50 adjusted 500 400 200

60 original 600

70 original 700

80 adjusted 800 700 600

90 adjusted 900 700 600

100 original 1000

110 adjusted 1100 1000 700

120 original 1200

130 adjusted 1300 1200 1000

140 original 1400

150 adjusted 1500 1400 1200




The result: the bigdat stack is huge, there are a lot of subsystems working in its paradigm, map-reduce is just one of the bolts, not the fact that now everyone needs it, in the light of the heyday of Spark fashion. Butch processing is not the only paradigm implemented in bigdata, and Spark already allows you to write logic, including declarative SQL language. Map-reduce is also quite beautiful for some tasks, while it easily solves tasks that only recently were able to be accessed by serious Oracle servers.
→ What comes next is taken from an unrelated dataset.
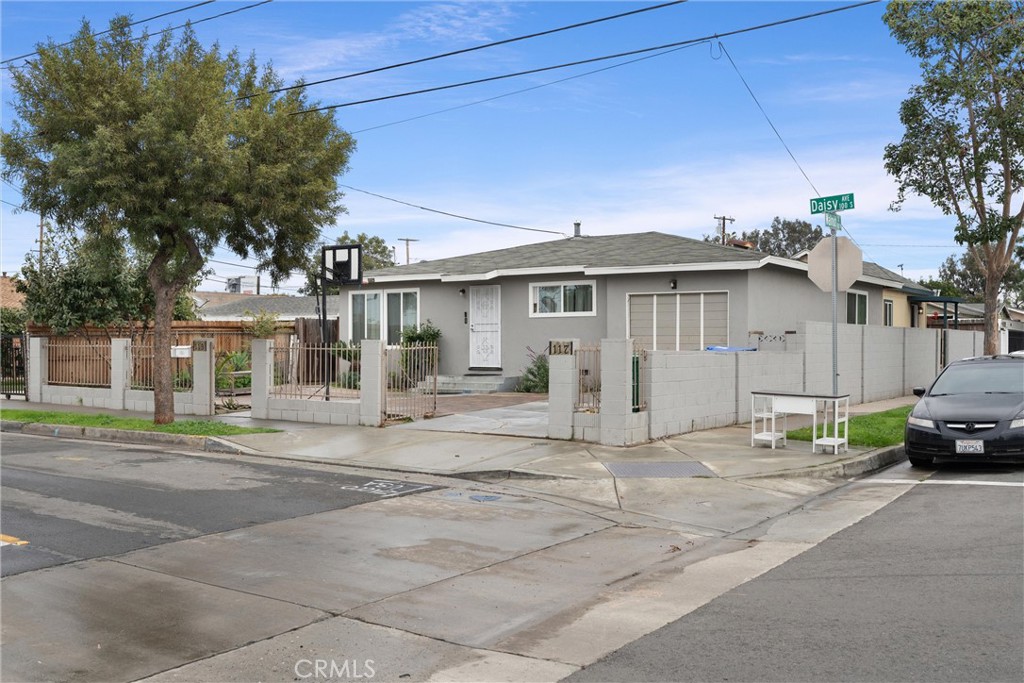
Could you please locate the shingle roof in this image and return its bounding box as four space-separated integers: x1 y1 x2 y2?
366 232 766 278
If you take a closer look at the code, you can see that Spark-sql still doesn’t implement item 3 of the task, but map-reduce code, although not declarative, came out quite elegant and easily extensible. Item 3 of the task is easily added to the map-reduce code in a few minutes by the developer of average scall, while the accumulation of analytical functions in an Oracle solution will require serious preparation by the developer.